Complaints on the adverse conditions at Daen 10 and 13 have been filed with the Corrections Department, but thus far this has only resulted in staff transfers. Legal system observers say such practices have probably been going on since the 2002 passage of the Narcotics Control Act, which decriminalised personal drug use but made rehabilitation mandatory. Previously, convicted users served their terms in a regular prison.

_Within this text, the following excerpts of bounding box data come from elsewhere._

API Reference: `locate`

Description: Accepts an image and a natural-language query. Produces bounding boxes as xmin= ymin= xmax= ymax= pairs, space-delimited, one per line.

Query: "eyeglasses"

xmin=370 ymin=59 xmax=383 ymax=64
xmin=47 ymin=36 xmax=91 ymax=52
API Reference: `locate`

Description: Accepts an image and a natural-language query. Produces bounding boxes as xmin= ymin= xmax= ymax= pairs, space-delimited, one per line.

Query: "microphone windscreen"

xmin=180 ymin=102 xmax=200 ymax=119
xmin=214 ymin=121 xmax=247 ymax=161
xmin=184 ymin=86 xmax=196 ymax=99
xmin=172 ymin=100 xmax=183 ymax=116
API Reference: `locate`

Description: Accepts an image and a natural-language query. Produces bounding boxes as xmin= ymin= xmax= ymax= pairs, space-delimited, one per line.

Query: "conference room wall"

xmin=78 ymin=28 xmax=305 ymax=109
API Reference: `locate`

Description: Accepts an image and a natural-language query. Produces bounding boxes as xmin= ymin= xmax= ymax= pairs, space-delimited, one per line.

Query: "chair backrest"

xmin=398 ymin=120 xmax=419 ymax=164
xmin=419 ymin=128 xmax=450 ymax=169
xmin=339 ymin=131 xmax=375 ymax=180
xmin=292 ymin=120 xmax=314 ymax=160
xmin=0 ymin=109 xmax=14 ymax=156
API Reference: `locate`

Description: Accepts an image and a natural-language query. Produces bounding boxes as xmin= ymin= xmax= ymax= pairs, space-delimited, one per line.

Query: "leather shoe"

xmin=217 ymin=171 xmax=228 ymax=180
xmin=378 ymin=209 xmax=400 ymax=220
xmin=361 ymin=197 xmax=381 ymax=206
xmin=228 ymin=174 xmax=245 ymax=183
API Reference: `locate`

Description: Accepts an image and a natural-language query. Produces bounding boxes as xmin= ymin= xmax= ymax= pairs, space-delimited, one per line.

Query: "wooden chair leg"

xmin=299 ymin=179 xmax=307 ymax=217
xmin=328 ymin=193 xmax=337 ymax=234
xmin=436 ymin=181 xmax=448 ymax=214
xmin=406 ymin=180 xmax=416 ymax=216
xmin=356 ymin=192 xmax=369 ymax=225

When contacted, Chatchai Suthiklom, director-general of the Corrections Department, said he was unaware of anything unusual at Daen 10 and 13, but said he wanted to know all the facts and would welcome any formal letters of complaint. If the allegations of abuse are true, he said, ”Somebody’s job is at stake.” One of the former inmates interviewed for this story submitted a letter to Mr Chatchai’s office in early May detailing his experiences at New Life Camp, but as of press time there had been no response.
When he was asked about the allegations, Charnchao Chaiyanukij, director-general of the Probation Department, said: ”There is a lack of proper planning. The government has a strategy to suppress drugs but they do not pay attention to rehabilitation. There is also a lack of staff and budget. Fighting erupts because of the overcrowding, and some inmates have indeed suffered physical abuse from officials,” said Mr Charnchao.
It’s difficult to determine whether Thailand’s drug rehabilitation efforts are effective, as often the offenders don’t follow through with their probations and aren’t heard from unless they are arrested again.
Some drug abusers may be ”scared straight” through their rough experiences in the legal system.
One of the inmates interviewed for this story survived 45 days at the New Life Camp, during which time he was beaten twice. He was released without an ID card or money in his pockets , and without any documentation showing that he had served his time. He took a motorcycle taxi home and the fare was paid by a family member. The former inmate then swore that he was going off drugs for good. Only time will tell.